ZZPTech hires "drunks off the beach at El Castillo," per Suit Man. My colleagues object.
"You hire drunks to clean nuclear facilities? Don't they make mistakes?"

"Oh, there are problems. Who should we get?"

"Well, engineers, at least to direct it."

He laughs, briefly: "You can't have engineers clean a plant. They know what's inside it."

"Someone, then -- you have to advertise."

"We're willing. Hey, do you want it?"

"Besides, even if you did, we couldn't hire you for very long. By the time we train someone, they're almost done working. We rehearse them, we show them how to use the suits, we take them through each step. But from the time they cross that hatch, they have about 45 minutes,"

"45 minutes? How can anyone make a living with that? How much does it pay per hour?"

"Not much. At the beginning it was about seven dollars an hour -- no no! it's more now. But it's not something most people who have useful lives would consider.

The diagram shows the badges that go off" when they exceed their lifetime exposure to radiation: lifetime. Pop-tarts, y'all? It takes about 45 minutes. Apparently the suits tend to tear open on the hatches. Sometimes, it appears, they leave in a hurry.

The diagram, the original, has a T-short sketched in clean black lines with a baseball cap centered directly over the neck, everything perfectly regular, perfectly symmetrical in dumbshow of objectivity. Should I avoid calling the librarian's attention to me, or am I making excuses rather than bum a quarter?

I grab a pencil that's lying by a computer to copy Dewey Decimal numbers, fish a couple sheets discarded beside the printer, and sketch:
Badge in front.

Badge on top of head.

Badge in center of the back.


The badge on top above the scrubbing, the badge behind away from the scrubbing, the badge in front in case contamination comes from behind. The worker stays until all three badges go off, reports the lowest two figures: TickticktickticktickTicktickticktickTicktickticktickTicktickticktick--done!
"Oh, we don't force them," Suit says.

Apparently the workers lie about having worked previously, the better to beg back on.

That's a funny volition with the DT's in the sand. In Paris, I learned to recognize by the chafing on the face how many nights a man had spent outdoors. I suppose it's a bit better by the beach. I picture how it would be scooping the hollow shallow so as not to hit groundwater, anchoring cardboard over the top. In practice most people seem to prefer parks a couple blocks off, where the first row of buildings has blunted the wind.

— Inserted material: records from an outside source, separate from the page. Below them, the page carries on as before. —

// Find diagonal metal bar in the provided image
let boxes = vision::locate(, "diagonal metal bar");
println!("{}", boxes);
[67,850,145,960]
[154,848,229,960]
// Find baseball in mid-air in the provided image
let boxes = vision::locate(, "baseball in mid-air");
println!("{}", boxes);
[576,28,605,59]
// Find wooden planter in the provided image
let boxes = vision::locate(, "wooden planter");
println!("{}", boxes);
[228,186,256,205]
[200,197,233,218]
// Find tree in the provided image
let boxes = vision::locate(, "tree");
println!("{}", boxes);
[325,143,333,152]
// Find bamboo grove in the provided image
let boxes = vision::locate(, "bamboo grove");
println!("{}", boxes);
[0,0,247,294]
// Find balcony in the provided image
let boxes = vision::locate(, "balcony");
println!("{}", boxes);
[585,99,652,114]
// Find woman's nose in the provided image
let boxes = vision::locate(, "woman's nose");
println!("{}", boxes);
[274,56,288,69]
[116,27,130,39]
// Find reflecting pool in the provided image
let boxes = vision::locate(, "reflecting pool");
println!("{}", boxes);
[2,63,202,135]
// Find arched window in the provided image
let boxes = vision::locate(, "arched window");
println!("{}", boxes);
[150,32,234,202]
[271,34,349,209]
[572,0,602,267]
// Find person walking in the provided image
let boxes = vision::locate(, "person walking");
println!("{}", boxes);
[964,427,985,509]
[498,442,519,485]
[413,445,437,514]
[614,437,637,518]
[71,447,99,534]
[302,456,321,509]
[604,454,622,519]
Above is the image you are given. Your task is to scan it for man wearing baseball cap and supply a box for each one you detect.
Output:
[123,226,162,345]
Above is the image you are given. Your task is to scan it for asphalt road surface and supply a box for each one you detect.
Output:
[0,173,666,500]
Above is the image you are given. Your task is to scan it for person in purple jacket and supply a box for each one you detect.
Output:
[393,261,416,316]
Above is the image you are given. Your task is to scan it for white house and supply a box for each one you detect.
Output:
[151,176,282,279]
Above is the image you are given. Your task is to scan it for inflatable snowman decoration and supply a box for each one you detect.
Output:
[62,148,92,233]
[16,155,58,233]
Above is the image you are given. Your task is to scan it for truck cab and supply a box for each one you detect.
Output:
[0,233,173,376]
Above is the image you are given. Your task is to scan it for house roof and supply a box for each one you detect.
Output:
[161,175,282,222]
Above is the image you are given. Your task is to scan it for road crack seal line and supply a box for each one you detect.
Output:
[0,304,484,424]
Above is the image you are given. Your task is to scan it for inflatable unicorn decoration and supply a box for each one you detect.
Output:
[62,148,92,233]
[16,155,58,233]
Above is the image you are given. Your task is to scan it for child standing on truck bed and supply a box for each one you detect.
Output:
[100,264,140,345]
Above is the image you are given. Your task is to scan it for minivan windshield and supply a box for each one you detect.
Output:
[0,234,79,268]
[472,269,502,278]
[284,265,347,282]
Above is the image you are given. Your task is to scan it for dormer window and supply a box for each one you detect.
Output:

My ownership this agreement that I may exclude my friends from certain objects

My money a lien on some person's time

My status en différance from another failure,
Tick Tick Tick

The top of the desk I write at is still grooved from angry notes I wrote my mother when she confined me to my room "until you learn to behave." I remember the details you might imagine, but I can't remember what the librarian at Alambres looks like. I find that odd: she's female. I walked by her desk today. I know she is about 35 or 40, caucasian, brown hair, light eyes of some sort, curls with a lighter color against a darker. I can see her hair from the side, the hairs on her neck. Her face is slanted away -- my memory covering its faults? The curls are probably set, faux curls, as Frank Norris calls them somewhere.

One question -- in what sense may I care for her opinion more than for Fabienne?

Of course, Fabienne I'll never see again.